Sonra da yüce Allah, gökyüzünün ve onun kuruluşunun üstüne yemin etmekte ve "Göğe ve onu yapana yemin ederim." buyurmaktadır. Ayet metninde geçen "Ma" sözcüğü, başına geldiği fiil burada olduğu gibi mastar isme dönüştüren edatlardandır. Gökyüzü denince insanın aklına ilk gelen şey, nereye dönersek dönelim, içine yıldızların ve kendi yörüngelerinde yol alan yığın yığın serpiştirilmiş olduğu kubbe gibi tepemizde görmüş olduğumuz enginliktir. Gökyüzünün gerçek yüzünü ise kavramaktan aciziz. Bizim tepemizde birbirini tutmuş olarak gördüğümüz nesne, sistemi bozulmayan ve değişmeyen bir yapıya sahiptir. Bundan dolayı gökyüzü değişmezliği ve birbirini tutmuş olması ile "kurulma ve yapılma" özelliğini elde eder. Ancak gökyüzü nasıl kurulmuştur, başını ve sonunu bilmediğimiz uzayda yüzercesine yol alırken, kendisini oluşturan parçalar dağılmasınlar diye onları tutan nedir? İşte bizler bütün bunları bilmiyoruz. Bu konuda söylenenler, değişme ve çürütülme olasılığı olan sadece birer varsayımdan ibarettir. Bu görüşlerin ne değişmezliği ve ne de söylenmiş son söz almaları sözkonusudur. Ancak herşeyin arkasından kesin olarak bildiğimiz bir şey varsa o da; bu akıllara durgunluk veren yapıyı yüce Allah'ın kudret elinin tutuyor olmasıdır. "Gökleri ve yeryuvarlağını dengede tutarak yörüngelerinden çıkmalarını önleyen sadece Allah'tır. Eğer onlar yörüngelerinden çıkacak olsalar onları O'ndan başka hiç kimse dengeye getiremez." (Fatır 41) İşte bilgi adına kesin olarak bildiğimiz biricik gerçek budur.
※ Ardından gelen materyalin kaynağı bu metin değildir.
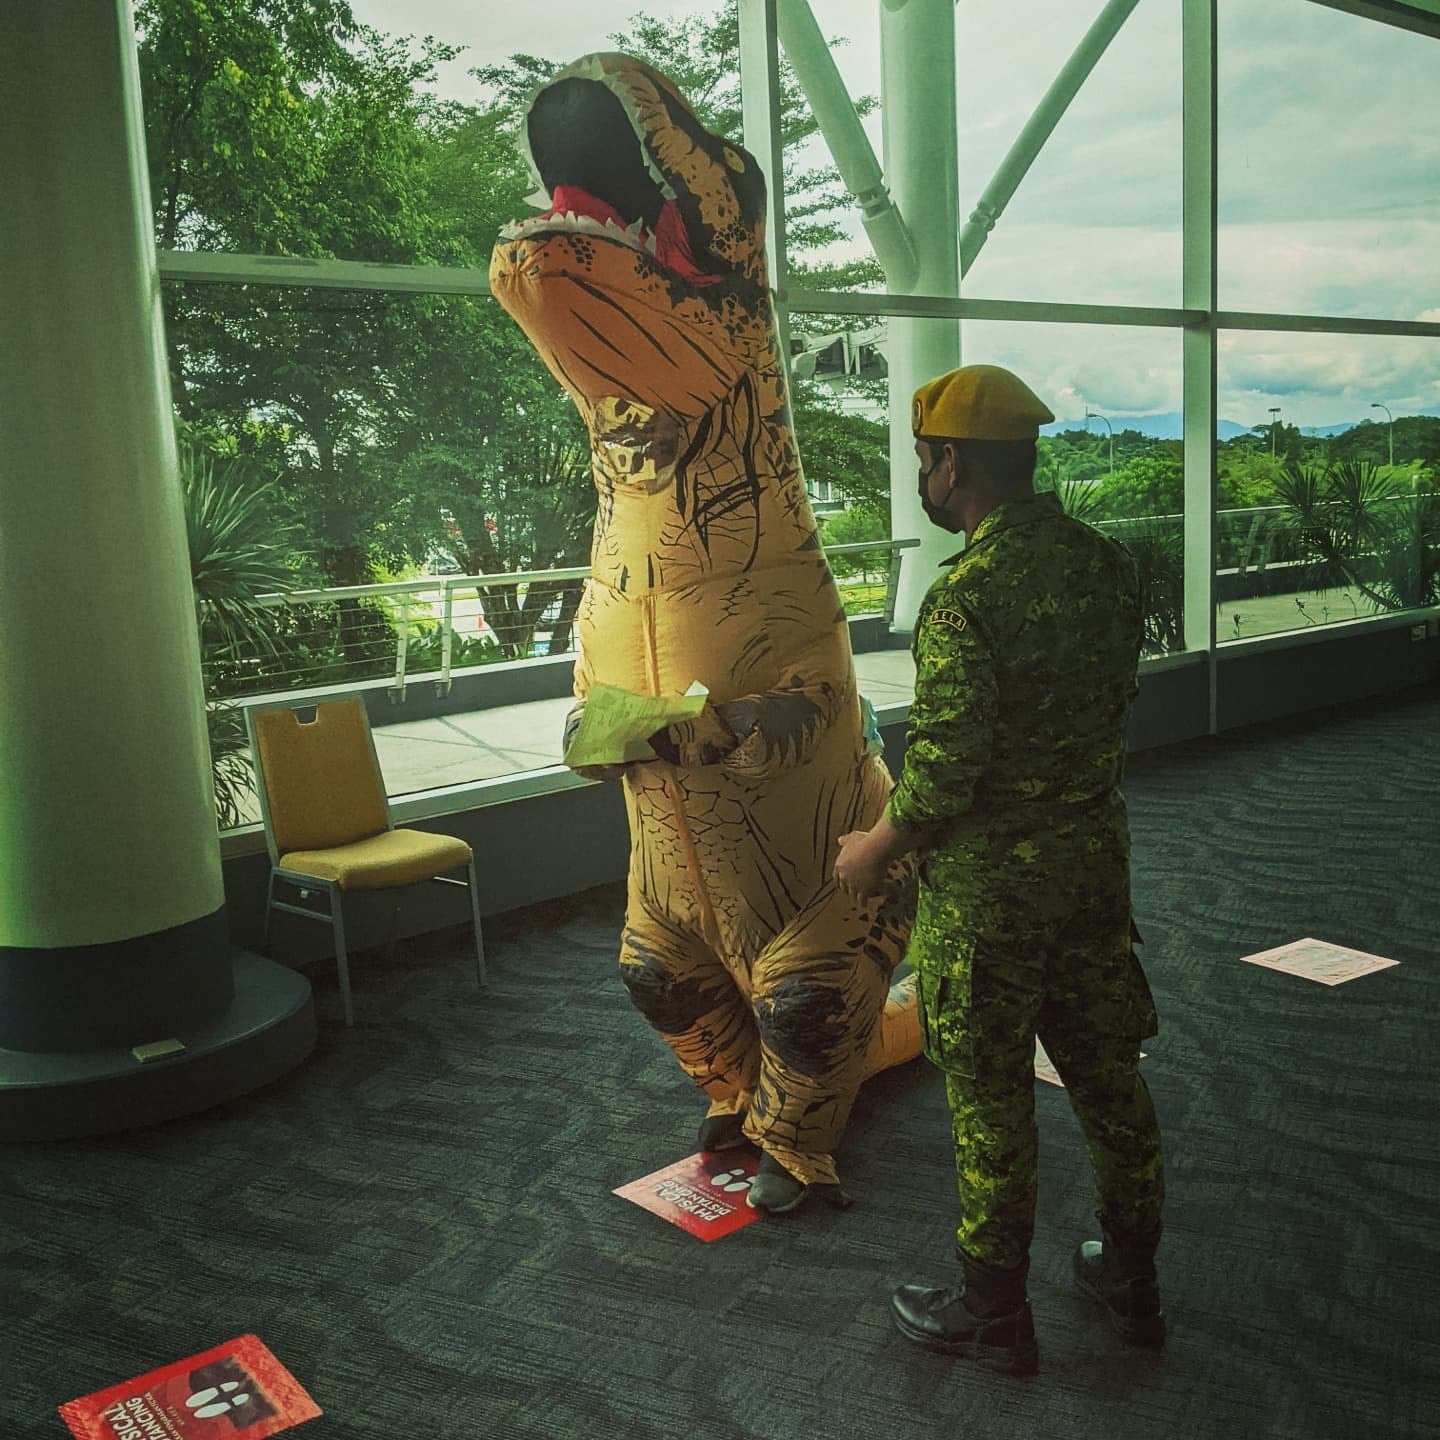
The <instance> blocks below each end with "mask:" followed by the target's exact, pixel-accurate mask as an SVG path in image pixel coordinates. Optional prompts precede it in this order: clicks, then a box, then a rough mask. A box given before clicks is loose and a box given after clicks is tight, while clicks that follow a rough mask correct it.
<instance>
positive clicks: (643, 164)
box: [500, 75, 723, 285]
Yine yüce Allah yeryüzüne ve onun yayılmasına yemin etmektedir. Ayet metninde geçen (Tahv) sözcüğü, tıpkı (dahv) gibi, yaymak, döşemek, hayata elverişli hale getirmek demektir. Bu başlı başına bir gerçektir ki, gerek insan cinsinin ve gerekse canlı olan öteki yaratıkların hayatları bu gerçeğe dayanır. Yeryüzünde yüce Allah'ın kudret elinin yoktan var ettiği bu özellik ve uygunluklar, evet O'nun planlaması ve idaresi uyarınca yeryüzünü yaşamaya elverişli yapan. İşte bu özellikler ve bu uygunluklardır. Anlayabildiğimiz kadarı ile, bu özelliklerden birisi aksasa veya bozulsa, ne yeryüzü yaşanabilir olma özelliğini koruyabilir ve ne de burada yaşama, bu biçimi ile sürerdi. Yeryüzünün yayılması bir başka ayette şöyle ifade olunur: "Ardından yeri düzenlemiştir. Soyunu ondan çıkarmış ve otlak yer meydana getirmiştir." (Naziat 30) İşte yeryüzünün döşenmesi bu özelliklerin ve uygunluğun en büyüğüdür. Ve bu işi üstlenen ise sadece yüce Allah'ın kudret elidir. Burada yeryüzünün döşenmesi bu özelliklerin ve uygunluğun en büyüğüdür. Ve bu işi üstlenen ise sadece yüce Allah'ın kudret elidir. Burada yeryüzünün döşenmesinden söz ediliyorsa, bununla ancak ve ancak bu döşemenin gerisindeki kudret elinden söz ediliyor demektir. Ve insan kalbi ibret alması ve öğüt elde etmesi için böylesi bir dokunuşla ele alınıyor ve ona dokunuluyor.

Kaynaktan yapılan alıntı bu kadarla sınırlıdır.